Dr Alexander Heazell

MBChB(Hons) PhD MRCOG
Senior Clinical Lecturer and Honorary Consultant

in Obstetrics, Clinical Director of the

Tommy's Research Centre
Manchester Academic Health Science Centre
 

 

 

In the last year we have completed a variety of projects funded wholly or in part by the Holly Martin Stillbirth Research Fund and invested in a new project to understand whether abnormalities in heart channels, which regulate regular heart beats, could be important in stillbirth. 

 

The Stillbirth Priority Setting Partnership was developed to identify and prioritise important research questions for stillbirth. Priority setting partnerships use a series of organized methods to collect and prioritise research questions and are overseen by the James Lind Alliance, part of the National Institute of Health Research. A steering group involving Holly Martin Stillbirth Research Fund was formed in November 2012, and the work progressed through this year culminating in engagement of over 25 stakeholder organisations. The first survey to generate questions received over 1,250 potential questions from over 670 respondents. The steering group redacted the list of 361 questions. Medical studies were searched thoroughly and we were able to identify that 61 of these questions had been answered. A second survey of the 48 highest ranked unanswered questions was answered by 1,118 participants (33% parents, 67% professionals). The final priority setting meeting was held in Manchester on 2nd February 2015 and attended by 25 participants. The top-11 research priorities for stillbirth were agreed and have been circulated to funders and participants.

 

More information can be found at the project website  http://www.stillbirthpsp.org.uk/Stillbirth_PSP_summary.pdf 

and the full paper is available at 

http://onlinelibrary.wiley.com/doi/10.1002/uog.15738/epdf

 

 

In 2016 

 

Our new project aims to contribute to the understanding of stillbirths presently classified as “unexplained”. We will determine if there is a connection between defects in heart development and unexplained stillbirths. In the mother’s womb a baby requires its own heart function for growth and survival; the heart requires electrical signals to make it beat regularly. We have identified a mouse that has errors in the electrical activity of its heart during development, which leads to death of the pups in late pregnancy.
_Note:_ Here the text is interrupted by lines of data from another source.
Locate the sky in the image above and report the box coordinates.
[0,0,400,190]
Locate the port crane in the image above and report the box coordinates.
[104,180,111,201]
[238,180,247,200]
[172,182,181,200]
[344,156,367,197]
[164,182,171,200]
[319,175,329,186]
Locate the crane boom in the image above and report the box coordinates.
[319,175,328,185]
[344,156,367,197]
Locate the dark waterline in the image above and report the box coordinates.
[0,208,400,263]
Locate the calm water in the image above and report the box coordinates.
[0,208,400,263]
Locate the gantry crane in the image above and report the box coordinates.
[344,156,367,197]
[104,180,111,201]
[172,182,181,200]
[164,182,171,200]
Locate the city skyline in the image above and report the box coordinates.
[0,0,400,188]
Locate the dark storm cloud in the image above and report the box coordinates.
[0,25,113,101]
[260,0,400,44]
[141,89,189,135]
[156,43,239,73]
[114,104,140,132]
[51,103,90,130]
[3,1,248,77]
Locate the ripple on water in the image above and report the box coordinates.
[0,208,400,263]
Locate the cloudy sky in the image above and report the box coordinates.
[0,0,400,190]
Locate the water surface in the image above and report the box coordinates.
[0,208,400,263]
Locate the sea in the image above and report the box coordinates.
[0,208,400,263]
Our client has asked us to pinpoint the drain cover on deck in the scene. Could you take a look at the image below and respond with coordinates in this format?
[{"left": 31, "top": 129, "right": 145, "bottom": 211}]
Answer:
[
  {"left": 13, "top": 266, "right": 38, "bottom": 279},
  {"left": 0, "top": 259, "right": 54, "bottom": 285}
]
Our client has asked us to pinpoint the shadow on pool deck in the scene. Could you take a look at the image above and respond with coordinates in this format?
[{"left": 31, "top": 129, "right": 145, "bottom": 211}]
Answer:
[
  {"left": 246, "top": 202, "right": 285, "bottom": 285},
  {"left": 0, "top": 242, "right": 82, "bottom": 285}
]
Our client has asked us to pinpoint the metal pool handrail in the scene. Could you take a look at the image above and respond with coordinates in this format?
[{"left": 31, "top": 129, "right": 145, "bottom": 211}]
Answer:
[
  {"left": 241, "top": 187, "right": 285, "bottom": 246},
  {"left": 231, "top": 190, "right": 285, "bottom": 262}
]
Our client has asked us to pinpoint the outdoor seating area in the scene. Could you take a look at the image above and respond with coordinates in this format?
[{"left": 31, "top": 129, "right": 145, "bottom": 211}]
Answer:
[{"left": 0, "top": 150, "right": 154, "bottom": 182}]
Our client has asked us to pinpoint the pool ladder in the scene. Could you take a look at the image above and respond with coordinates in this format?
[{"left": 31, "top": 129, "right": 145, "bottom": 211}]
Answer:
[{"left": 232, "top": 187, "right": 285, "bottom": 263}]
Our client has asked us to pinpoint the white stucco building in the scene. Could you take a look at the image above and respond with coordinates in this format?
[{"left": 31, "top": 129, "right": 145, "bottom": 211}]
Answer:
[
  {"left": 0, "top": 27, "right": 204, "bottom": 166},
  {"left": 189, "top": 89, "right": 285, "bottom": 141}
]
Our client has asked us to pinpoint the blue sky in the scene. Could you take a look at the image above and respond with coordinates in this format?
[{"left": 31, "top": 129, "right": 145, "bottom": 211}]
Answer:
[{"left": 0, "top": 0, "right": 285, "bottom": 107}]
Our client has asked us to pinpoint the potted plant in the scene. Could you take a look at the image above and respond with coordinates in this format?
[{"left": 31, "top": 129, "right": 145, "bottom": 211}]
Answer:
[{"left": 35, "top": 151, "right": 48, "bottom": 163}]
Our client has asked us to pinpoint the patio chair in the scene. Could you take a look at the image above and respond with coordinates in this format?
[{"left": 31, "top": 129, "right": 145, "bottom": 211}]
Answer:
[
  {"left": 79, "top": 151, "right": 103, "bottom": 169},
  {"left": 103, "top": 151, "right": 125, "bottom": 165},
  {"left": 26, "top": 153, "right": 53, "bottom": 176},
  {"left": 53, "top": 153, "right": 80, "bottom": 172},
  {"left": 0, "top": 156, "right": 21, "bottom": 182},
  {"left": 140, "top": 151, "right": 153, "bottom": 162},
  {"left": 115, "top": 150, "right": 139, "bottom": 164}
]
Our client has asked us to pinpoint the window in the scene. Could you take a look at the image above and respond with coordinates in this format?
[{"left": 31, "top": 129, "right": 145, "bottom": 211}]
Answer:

In this project we will determine if the cardiac development defects occur due to the malfunction of proteins called ion channels. If so, similar defects may occur during human pregnancies, causing stillbirth. To see whether these changes are relevant in humans we will evaluate whether mutations in cardiac ion channel proteins are present in stillborn babies. Combined these approaches will determine if disruptions in cardiac ion channels contribute to “unexplained” stillbirth. This project will form the foundation of future research to develop a diagnostic programme for pregnancies that have ended in otherwise unexplained stillbirth.